Sitting in the pleasant park outside, I quickly scroll through a Wikipedia digest of Avicenna’s thought. It soon struck me both that the ancient doctor had very sensible tips regarding general health (avoid sleeping during the day, sensibly regulate your diet, try to take some exercise), and that modern Iranians often flagrantly disregard this advice. But they also undeniably eat plenty of fresh fruits and vegetables, and the Hamadan produce bazaar is a particularly thriving and lovely example of the genre. My mosaferkhane is located immediately beside it. Having climbed to the roof, I watch the sun set behind distant mountains, the energetic shouts of peach and eggplant vendors drifting insistently up to my perch.
Heading west, I stop briefly at Bisotun, an archaeological find of great historic significance but limited current viewing potential. The bas-relief carvings, cut high into a chalky rock face, were made by Darius, King of Kings, in 520 BC to commemorate a military victory. The self-congratulatory cuneiform inscription, recorded in three different languages (Elamite, Akkadian and Old Persian)—a fastidiousness that allowed scholars to eventually crack the cuneiform code—accompanies a scene of Darius lording over his defeated foes and greeting a Zoroastrian angel (farohar). Both the writing and the relief are currently almost obscured from view by scaffolding, leaving visitors to peer up from a great distance. Luckily the setting is quite impressive: a soaring cliff rearing up from a wide plain, with a beautiful Safavid-era caravanserai at its base.

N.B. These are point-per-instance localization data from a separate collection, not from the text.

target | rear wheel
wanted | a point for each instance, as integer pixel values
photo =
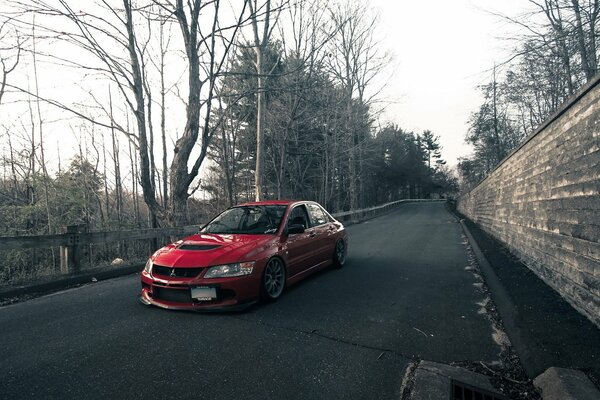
(339, 257)
(273, 281)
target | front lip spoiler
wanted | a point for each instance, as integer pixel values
(236, 307)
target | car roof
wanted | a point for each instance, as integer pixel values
(269, 203)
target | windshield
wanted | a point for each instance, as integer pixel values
(247, 220)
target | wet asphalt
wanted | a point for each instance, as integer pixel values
(406, 293)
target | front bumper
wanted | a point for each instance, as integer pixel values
(175, 294)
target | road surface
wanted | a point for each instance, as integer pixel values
(406, 293)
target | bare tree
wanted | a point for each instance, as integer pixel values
(106, 32)
(356, 59)
(10, 53)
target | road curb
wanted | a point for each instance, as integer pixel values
(555, 383)
(434, 381)
(88, 276)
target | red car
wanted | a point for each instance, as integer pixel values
(248, 252)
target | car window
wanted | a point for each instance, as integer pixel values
(299, 216)
(247, 220)
(317, 215)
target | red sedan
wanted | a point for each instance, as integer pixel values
(248, 252)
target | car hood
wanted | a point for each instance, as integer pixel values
(204, 250)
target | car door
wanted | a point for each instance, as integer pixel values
(300, 246)
(324, 242)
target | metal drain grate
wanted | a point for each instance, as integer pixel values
(463, 391)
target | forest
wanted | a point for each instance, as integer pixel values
(168, 112)
(128, 114)
(556, 54)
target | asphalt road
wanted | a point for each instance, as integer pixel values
(406, 293)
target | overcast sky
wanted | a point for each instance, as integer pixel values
(443, 50)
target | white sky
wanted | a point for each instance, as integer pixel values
(443, 50)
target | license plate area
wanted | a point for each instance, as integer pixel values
(204, 293)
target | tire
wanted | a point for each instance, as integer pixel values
(339, 254)
(273, 280)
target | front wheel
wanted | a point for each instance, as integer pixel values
(339, 257)
(273, 281)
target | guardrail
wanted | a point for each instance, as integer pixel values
(72, 242)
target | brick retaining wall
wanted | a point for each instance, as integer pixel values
(543, 201)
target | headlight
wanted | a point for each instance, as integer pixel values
(229, 270)
(148, 266)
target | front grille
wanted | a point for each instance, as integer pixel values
(176, 272)
(198, 246)
(174, 295)
(462, 391)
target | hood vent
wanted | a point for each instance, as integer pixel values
(198, 246)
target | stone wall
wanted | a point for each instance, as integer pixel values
(543, 201)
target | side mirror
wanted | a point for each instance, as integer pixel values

A short ride further west brings me to Kermanshah, a sprawling city on the pilgrimage trail that snakes from Iran to the Shia holy sites in Iraq. My mosaferkhane is filled with extended family groups carting large amounts of luggage, presumably on a slow pilgrims progress to Najaf or Karbala. In the morning, as I plough my way through a plate of kharpoze, one of the matriarchs of the pilgrim families chats loudly with the mosaferkhane manager about Iraq: Saddam and Daesh (Isis) crop up, but the woman seems relatively unconcerned about the instability of her destination.

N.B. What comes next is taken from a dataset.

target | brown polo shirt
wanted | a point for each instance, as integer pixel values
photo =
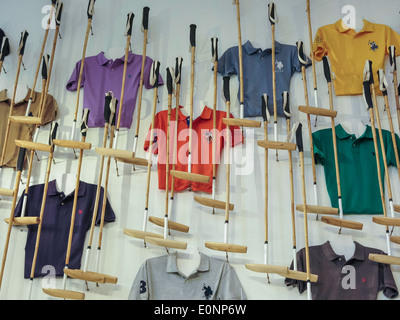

Such visitors render Kermanshah, already a city that combines large Kurdish and Lorish populations, an Iranian melting pot. The central city—packed with felafel vendors, stores selling nan berenji (saffron rice-flour cookies) and fig sharbat—boasts a beautiful Hosseinieh (a shrine-cum-theatre where plays commemorating the martyrdom of Imam Hossein are acted out) and a bazaar, stuffed with gold jewellery and glittering fabrics, that slopes sharply up from the main drag.
At lunch, I am befriended by Ali, my restaurant proprietor, who speaks excellent English and soon settles himself beside me on the takht (raised wooden platform, covered in carpet, and acting as both chair and table) with a cup of his special brew—tea perfumed with cardamom, saffron and rosewater—and an elaborately thought-out qalyan. Ali explains to me that the dried leaves of tobacco, sourced from Shiraz, are washed thoroughly with Persian tea, then shredded and soaked in rosewater. Meanwhile, the water that bubbles away at the base of the pipe is ice-cold and flavoured with bidmeshk (a herbal distillation of pussy willow). We puff away, speaking of sanctions and Iranian ingenuity and Enrique Iglesias, until late in the afternoon.